Statistics for Criminology and Criminal Justice
SAGE Journal Articles
Click on the following links. Please note these will open in a new window.
Article 1:
Abstract: This study compares the relationship between official crime rates in census tracts and resident perceptions of crime. Using a unique data set that links household-level data from the American Housing Survey metro samples over 25 years (1976-1999) with official crime rate data for census tracts in selected cities during selected years, this study finds that tract violent crime is the strongest predictor of residents’ perception of crime. This standardized coefficient was .71 on average over the seven waves. Models simultaneously taking into account both violent and property crime found a consistently strong positive effect for violent crime but a consistently negative effect for property crime. Among types of violent crime, robbery and aggravated assault have the strongest effect on the perception of crime in the tract. Burglary showed a stronger effect on perceptions of crime in the 1970s but a steadily weakening effect since then. There was little evidence that the racial/ethnic composition of the tract affected these perceptions.
Questions that apply to this article:
- 1. Why was it important to look at rates rather than frequencies when comparing the cities in the samples?
- 2. Did the researchers find that actually crime rates affected individual’s perceptions of crime?
- 3. What issues come with studying crime rates at an aggregate level?

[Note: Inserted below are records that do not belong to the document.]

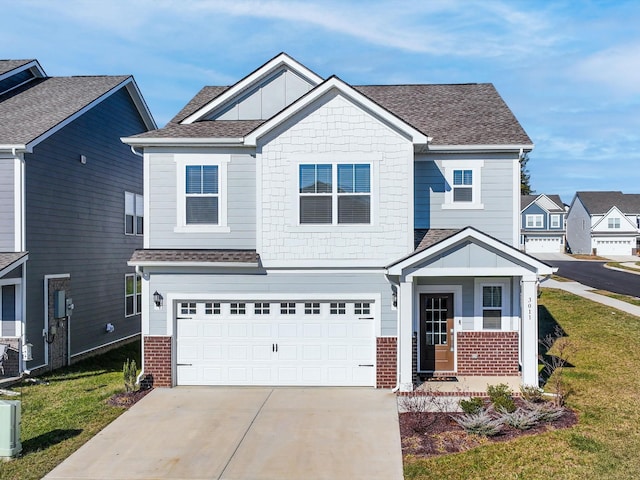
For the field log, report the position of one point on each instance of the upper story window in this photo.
(335, 194)
(201, 192)
(133, 214)
(534, 221)
(463, 184)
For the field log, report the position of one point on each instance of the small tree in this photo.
(129, 371)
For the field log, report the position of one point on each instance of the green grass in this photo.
(605, 384)
(60, 415)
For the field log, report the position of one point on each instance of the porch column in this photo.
(405, 336)
(529, 330)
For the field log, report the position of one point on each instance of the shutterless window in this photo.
(202, 195)
(133, 214)
(491, 307)
(463, 185)
(132, 294)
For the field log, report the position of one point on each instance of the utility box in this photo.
(10, 420)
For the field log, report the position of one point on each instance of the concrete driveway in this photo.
(246, 433)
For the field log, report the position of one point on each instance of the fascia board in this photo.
(269, 67)
(359, 99)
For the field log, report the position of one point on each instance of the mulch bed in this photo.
(433, 434)
(127, 400)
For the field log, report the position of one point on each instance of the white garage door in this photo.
(542, 244)
(275, 343)
(613, 247)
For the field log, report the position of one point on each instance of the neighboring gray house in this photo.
(303, 231)
(70, 214)
(604, 223)
(542, 224)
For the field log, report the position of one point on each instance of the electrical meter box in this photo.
(10, 420)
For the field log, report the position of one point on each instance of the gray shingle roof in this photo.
(8, 65)
(7, 258)
(200, 256)
(40, 105)
(465, 114)
(598, 203)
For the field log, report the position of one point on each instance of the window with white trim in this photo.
(132, 294)
(463, 184)
(335, 194)
(534, 221)
(133, 214)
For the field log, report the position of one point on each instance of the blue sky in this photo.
(570, 70)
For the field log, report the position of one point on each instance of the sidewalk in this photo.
(584, 291)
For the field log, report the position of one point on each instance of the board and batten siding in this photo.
(75, 222)
(7, 204)
(334, 130)
(497, 195)
(162, 200)
(212, 286)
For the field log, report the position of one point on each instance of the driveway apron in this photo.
(246, 433)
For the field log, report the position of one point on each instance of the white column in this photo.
(405, 336)
(529, 331)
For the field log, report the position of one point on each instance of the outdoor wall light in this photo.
(157, 299)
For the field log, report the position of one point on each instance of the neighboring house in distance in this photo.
(542, 223)
(604, 223)
(303, 231)
(70, 214)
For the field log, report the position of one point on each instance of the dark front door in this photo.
(436, 332)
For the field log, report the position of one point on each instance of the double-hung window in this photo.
(132, 294)
(335, 194)
(133, 214)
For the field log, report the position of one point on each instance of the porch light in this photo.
(157, 299)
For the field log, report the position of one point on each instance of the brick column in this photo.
(157, 361)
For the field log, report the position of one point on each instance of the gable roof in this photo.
(450, 115)
(39, 107)
(599, 203)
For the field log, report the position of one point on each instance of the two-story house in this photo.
(303, 231)
(604, 223)
(70, 214)
(542, 224)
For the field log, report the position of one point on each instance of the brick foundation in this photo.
(488, 353)
(386, 361)
(157, 361)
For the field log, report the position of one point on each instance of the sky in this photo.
(569, 70)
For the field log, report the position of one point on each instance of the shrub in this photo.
(471, 406)
(129, 372)
(500, 396)
(480, 424)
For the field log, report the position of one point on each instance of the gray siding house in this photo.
(303, 231)
(70, 214)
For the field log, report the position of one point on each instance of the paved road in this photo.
(595, 275)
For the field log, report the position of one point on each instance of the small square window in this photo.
(311, 308)
(238, 309)
(338, 308)
(287, 308)
(362, 308)
(261, 308)
(212, 308)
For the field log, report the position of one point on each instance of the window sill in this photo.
(462, 206)
(202, 229)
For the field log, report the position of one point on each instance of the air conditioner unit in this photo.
(10, 428)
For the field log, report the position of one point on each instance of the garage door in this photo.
(275, 343)
(542, 244)
(613, 247)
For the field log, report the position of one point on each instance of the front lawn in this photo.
(64, 409)
(605, 381)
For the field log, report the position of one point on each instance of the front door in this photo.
(436, 332)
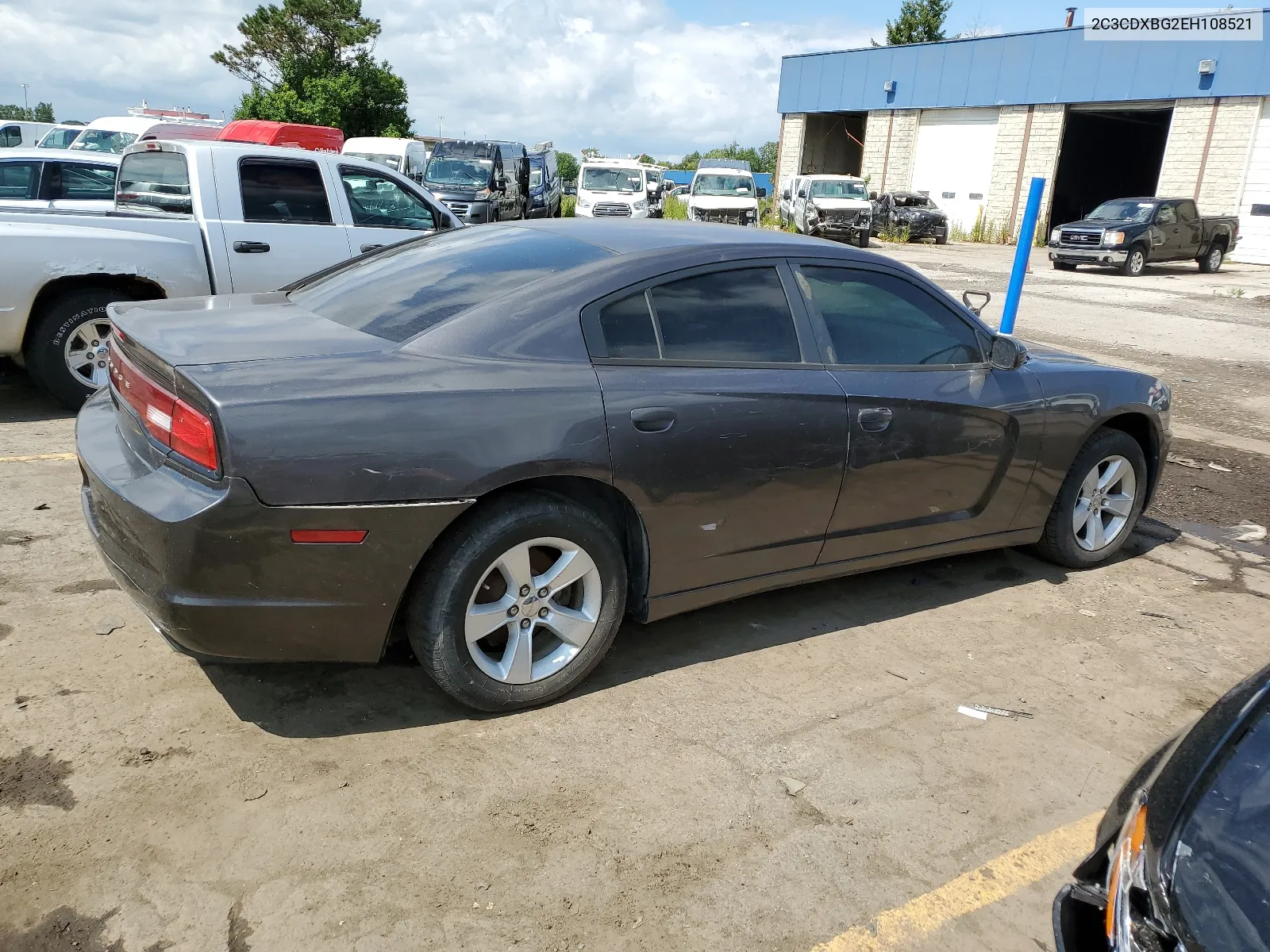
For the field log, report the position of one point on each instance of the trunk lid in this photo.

Abstract: Many people do not regard violence against them as a crime, but the factors that influence this response are unknown. Understanding how the ‘crime worthiness’ of violence is interpreted allows an insight into how victims make sense of their experience, how communities influence attitudes towards victimisation and the reporting of crime to the police. A pooled cross-sectional sample of respondents to the Crime Survey for England and Wales was used to identify factors associated with the decision to label or discount a violent incident as a crime. Individual and neighbourhood level effects were estimated using multilevel modelling. Harm, the perceived unjustness of the incident and victim-offender relational distance predicted labelling, whereas frequency of victimisation and victim initiation of the incident predicted discounting. Neighbourhood and neighbourhood crime had little effect on victims’ interpretations of the ‘crimeworthiness’ of violence. When victims interpret violence against them, they appear to do so unencumbered by social norms, but are influenced by the impact of the violence, the ‘prototypicality’ of the incident as a crime and their previous experience of violence
Questions that apply to this article:
- What was a dependent variable of interest in this study?
- Which of the variables was made dichotomous, and why?
- Pick three variables in the study and explain what each variable’s level of measurement was.